Tematica che troviamo anche in un’altra serie cult, Yesterday Sandwich (1972-75) fatta di incastri e sovrapposizioni: un cocktail ibrido di scatti di epoche diverse miscelati con tocchi pittorici a forti cromie. Attraversiamo una galleria di immagini disturbanti quanto profondamente umane nella loro universale e addirittura spirituale testimonianza di dignità personale e collettiva. Un’eco del barocco che a Napoli si respira ovunque, quella Napoli meticcia e cosmopolita dei vicoli e delle chiese, dei poveri e dei migranti, dei “vinti” che l’artista, nelle settimane in cui ha allestito la mostra, ha fotografato ossessivamente.

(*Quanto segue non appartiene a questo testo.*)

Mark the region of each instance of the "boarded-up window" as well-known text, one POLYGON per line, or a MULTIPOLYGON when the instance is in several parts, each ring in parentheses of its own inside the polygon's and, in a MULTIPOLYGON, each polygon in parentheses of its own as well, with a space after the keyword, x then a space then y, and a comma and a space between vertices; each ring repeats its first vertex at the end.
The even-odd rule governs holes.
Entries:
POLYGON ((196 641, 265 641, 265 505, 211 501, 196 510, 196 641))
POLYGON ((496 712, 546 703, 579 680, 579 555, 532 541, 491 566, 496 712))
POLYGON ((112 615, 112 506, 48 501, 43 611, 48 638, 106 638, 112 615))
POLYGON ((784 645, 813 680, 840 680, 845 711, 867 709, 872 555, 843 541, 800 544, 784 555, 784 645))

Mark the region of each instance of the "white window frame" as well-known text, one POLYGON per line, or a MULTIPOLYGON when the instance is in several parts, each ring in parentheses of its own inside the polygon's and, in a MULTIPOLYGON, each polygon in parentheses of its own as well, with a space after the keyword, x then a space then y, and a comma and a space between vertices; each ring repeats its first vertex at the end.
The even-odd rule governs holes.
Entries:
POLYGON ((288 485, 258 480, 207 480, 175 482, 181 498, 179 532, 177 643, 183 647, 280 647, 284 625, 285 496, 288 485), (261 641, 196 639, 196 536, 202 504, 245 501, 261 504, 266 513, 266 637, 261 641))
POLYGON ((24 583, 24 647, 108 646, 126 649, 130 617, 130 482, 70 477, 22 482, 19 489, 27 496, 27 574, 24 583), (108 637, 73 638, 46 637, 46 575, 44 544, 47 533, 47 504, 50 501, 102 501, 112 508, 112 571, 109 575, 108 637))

Eccoci nell’ultima stanza, pensata appositamente per il Madre con un accostamento da brividi: il trittico Autoritratto dai colori cupi collocato sotto una finestra come se fosse inginocchiato davanti ai due santi dipinti da Jusepe de Ribera, il San Paolo Eremita (1638, collezione Alberto Del Genio) e Santa Maria Egiziaca (1651, museo civico Filangieri). Il settantasettenne Boris mostra il suo corpo invecchiato, compianto impudico del suo deformarsi e decadere, della sua macerazione e sofferenza e, contemporaneamente, voglia di trascendenza di fronte alla corruzione terrena. «Presente e futuro, vita e morte – sottolinea Viliani – la disgregazione della carne e il nostro destino di esseri mortali, ma, insieme, la forza della resistenza e il riscatto della redenzione. Non più memento mori ma supremo memento vivere».